Hassan took a deep breath, while Ana Corona sat dazed, unmoving.

“Your grandfather was commanded to hold a woman – a French woman in a swimming suit, a very small one, very blasphemous – to keep her from struggling during the raid. Your grandfather began praying loudly that he could not touch a woman who was almost naked, beseeching his captors to set him free and begging Allah to forgive him. The old man was hit very hard several times by two of the pirates, until he collapsed.

“With all the valuables we could haul on board our boats and a man and woman hostage in a boat with your grandfather, our raiding party turned and headed back across the bay. And then, a mile from here maybe, a pirate named Omar screamed for the man and woman to stand up. He moved them to the prow of the boat. Omar drew a pistol and shot each of them in the face. Two other pirates hoisted the bodies overboard.

“Then he turned to me and commanded me to bring the old ‘witness’ to the prow. I was made to march your grandfather to his executioner. He … the pirate Omar … he … Oh! I am so sad that I did that. I cannot live with this sorrow that is scraping away at my insides.

“When we got to the dock, I was ordered to take some fish to you and to tell you that your grandfather had been pulled overboard in rough seas trying to help another ‘fisherman.’ “Here is the fish,” he handed her a slab of wet newspaper wrapped around some grouper.

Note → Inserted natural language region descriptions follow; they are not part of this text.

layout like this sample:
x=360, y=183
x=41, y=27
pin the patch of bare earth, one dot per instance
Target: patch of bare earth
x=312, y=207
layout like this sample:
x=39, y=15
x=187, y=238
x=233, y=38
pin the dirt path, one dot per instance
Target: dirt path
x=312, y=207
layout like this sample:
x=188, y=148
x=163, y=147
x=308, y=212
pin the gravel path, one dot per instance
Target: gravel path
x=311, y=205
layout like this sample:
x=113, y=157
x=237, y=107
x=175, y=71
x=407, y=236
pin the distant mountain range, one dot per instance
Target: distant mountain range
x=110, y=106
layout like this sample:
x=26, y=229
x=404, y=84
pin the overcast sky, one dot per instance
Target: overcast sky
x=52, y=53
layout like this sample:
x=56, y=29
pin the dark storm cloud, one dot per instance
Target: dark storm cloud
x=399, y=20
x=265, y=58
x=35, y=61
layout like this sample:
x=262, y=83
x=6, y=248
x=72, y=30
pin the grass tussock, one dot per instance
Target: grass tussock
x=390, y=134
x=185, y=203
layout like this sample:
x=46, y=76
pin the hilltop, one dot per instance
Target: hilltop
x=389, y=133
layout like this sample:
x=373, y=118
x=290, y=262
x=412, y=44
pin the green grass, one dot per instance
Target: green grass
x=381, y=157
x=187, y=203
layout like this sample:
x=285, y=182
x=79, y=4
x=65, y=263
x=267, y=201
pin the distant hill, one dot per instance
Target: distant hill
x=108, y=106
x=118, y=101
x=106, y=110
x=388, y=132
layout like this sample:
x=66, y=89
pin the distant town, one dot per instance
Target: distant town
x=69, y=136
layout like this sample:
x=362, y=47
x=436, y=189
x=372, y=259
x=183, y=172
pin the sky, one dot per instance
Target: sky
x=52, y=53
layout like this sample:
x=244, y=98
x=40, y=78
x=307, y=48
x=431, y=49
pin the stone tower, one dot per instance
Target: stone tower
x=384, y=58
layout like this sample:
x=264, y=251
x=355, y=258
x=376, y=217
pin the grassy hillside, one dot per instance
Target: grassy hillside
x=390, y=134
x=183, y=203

Hassan stood, crying and moaning to himself as he turned to leave.

The girl came out of a daze and fixed her gaze on his broad back, his shoulders like bridge supports, a pair of hands like baskets.

“Wait, mister. You can help me,” said Ana Corona, “and maybe you can wash away some of your sorrow,”

Hassan was indeed most helpful. He was able to convince Omar and the captain that the old man’s granddaughter was grateful for the fish and that she had so much rice and vegetables, she wanted the two “fishermen” to come to an evening meal and tell her about her Woowo’s last moments so that she could remember him.

Ana Corona fed the men well, and made them shaah (tea). When the two thugs slumped into unconsciousness, Hassan was again helpful in dragging them to this beach and chaining them each to an anchor at low tide. Hassan performed all the breaking of feet, ankles, knees, shoulders, hands, and  smashing of teeth with a quiet, grim determination. 

And now, Ana Corona could sit on her mat and glory at the sound of pure evil being justly punished, as the tide moved in to snuff out the wretched screams of the really unfortunate pirates.